# anyone trimming trees? LOL



## bill (May 21, 2004)

I'm out of bowl/vessel material  Got me a new big can of minwax clear laquer I'm itching to try out LOL


----------



## Viking48 (Jan 24, 2006)

Got some Mesquite if you need it. Oh, and some Hackberry - may be showing some spalting now.


----------



## speckle-catcher (May 20, 2004)

http://houston.craigslist.org/zip/1210442020.html


----------



## 3192 (Dec 30, 2004)

speckle-catcher said:


> http://houston.craigslist.org/zip/1210442020.html


Wish I had room!


----------



## Hooked (Oct 15, 2004)

I still have plenty of the mesquite Sandy brought us if you want some of it. Just 'disposed' of that stack of Ike hackberry a week ago........bummer.


----------



## katybuilder (Apr 18, 2006)

got some oak at 45/242 was cut 3 weeks ago cleared 2 acres already cut for fire wood if u want some 713-289-4696.jamey


----------



## Bobby (May 21, 2004)

I got hackaberry that should be spalted by now your welcome to. Not sure when I am coming that way.


----------



## EndTuition (May 24, 2004)

Come and get what you want !
I have a mess of large blocks of hackberry, pecan, ash ??

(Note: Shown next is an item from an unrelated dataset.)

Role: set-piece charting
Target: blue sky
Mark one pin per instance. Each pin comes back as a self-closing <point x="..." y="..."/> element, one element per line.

It may, or may not be spalted ?


----------



## EndTuition (May 24, 2004)

*Pen blanks !*

I have some cutoffs that will make some really good pen blanks. I only saved the pieces that I thought had lots of figure. If you want some come buy and get them, lots of mesquite, cedar, spalted hackberry, maple, a small bit of other types like vera, cocobolo, hedge and ebony. Right now it's all in odd sized pieces but nothing too big for a typical band saw.

Friendswood/Pearland area.

I should be home by 4:30 starting tomorrow.


----------



## bill (May 21, 2004)

Cool, I'll get some that's close. I got a lot of pen blanks if anyone needs some, several types of wood 3/4 x 3/4 x 6


----------



## Bobby (May 21, 2004)

I am in Baytown right now and tried to call you Bill. Left a message on the cell phone number I have for you with your daughter doing the message. I have some in the Hummer for you. I will be coming back through in a little while so call me on my cell 409-739-0301.


----------



## bill (May 21, 2004)

my Daughter is off someplace with her Grandmother, I didn't get the message..and might not ever LOL I'll send you my number


----------



## Bobby (May 21, 2004)

I am back in Bolivar now. Didn't hear from you so I put the wood back on the pile.


----------



## bill (May 21, 2004)

sorry we missed each other, my phone bites..as soon as my contract is up it's gone...I only use it maybe once every couple months anyways


----------